What Australia really need, above all else, is the return of Smith to making runs. Perhaps his temporary return to captaincy can help him click. His 2017 tour was one of the greats: Alastair Cook is the only other visiting captain to have matched Smith’s three centuries in a series in India. Recapturing that peak is unrealistic, but something half as good might do the job.

“It normally brings the best out of me, I’m excited about leading this week,” he said before the match. “I know these conditions well. It’s kind of like my second home playing over here. I’ve played a lot in India, I understand the intricacies of the game and what the wickets are likely to do. I’m looking forward to it.”

The changes to the batting order look obvious: Head in to replace Warner and join Khawaja at the top of the order, Labuschagne and Smith forming their bloc in the middle, Handscomb up to five to replace the underperforming Matthew Renshaw, and Green with Carey to round things out.

The bowling is trickier. Smith mentioned that Green’s inclusion opened up possibilities of an extra batter, retaining three spinners, or going for extra “air speed”. None of these seem likely. Green as a fourth bowler would leave the attack light. Lyon worked well with spin juniors Todd Murphy and Matt Kuhnemann in Delhi, but Murphy didn’t bowl in training the day before the Test, suggesting his side strain remains an issue. Air speed would suggest having uncapped fast man Lance Morris pepper India, but Morris spent the same training session as a net bowler sending down off-spin.

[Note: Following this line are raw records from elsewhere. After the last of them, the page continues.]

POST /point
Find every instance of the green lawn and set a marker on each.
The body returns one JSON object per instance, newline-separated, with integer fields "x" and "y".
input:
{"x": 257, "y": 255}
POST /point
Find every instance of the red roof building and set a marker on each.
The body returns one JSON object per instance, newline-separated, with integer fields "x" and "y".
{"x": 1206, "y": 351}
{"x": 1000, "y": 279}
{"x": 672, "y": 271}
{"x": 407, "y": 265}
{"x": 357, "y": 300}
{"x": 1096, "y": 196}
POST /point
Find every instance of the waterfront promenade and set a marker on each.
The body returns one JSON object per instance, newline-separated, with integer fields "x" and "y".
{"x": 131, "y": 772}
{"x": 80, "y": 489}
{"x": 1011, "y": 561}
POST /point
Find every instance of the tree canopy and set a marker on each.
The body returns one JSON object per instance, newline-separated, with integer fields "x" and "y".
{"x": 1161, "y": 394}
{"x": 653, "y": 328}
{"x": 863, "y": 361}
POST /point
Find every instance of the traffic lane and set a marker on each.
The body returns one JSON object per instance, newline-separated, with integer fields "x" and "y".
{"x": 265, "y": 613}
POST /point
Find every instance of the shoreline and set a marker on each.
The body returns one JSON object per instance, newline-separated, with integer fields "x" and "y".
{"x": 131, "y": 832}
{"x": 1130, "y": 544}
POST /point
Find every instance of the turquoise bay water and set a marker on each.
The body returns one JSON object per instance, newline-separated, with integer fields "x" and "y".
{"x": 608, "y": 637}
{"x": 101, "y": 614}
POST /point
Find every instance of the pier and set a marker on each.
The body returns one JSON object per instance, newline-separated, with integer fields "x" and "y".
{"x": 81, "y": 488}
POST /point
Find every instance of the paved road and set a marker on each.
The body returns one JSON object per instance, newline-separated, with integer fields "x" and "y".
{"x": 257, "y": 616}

All of which means that the likely configuration will be Scott Boland, who was good in Nagpur, to join Starc, Green, Lyon and Kuhnemann, unless there’s a late decision to add Mitchell Swepson’s leg-spin to Lyon’s off-breaks and Kuhnemann’s left-arm orthodox. The Indore pitch is bare at both ends, but the likelihood of slow turn makes this move unlikely. As has been the case through this tour, injury and absence have made most of Australia’s selection decisions for them.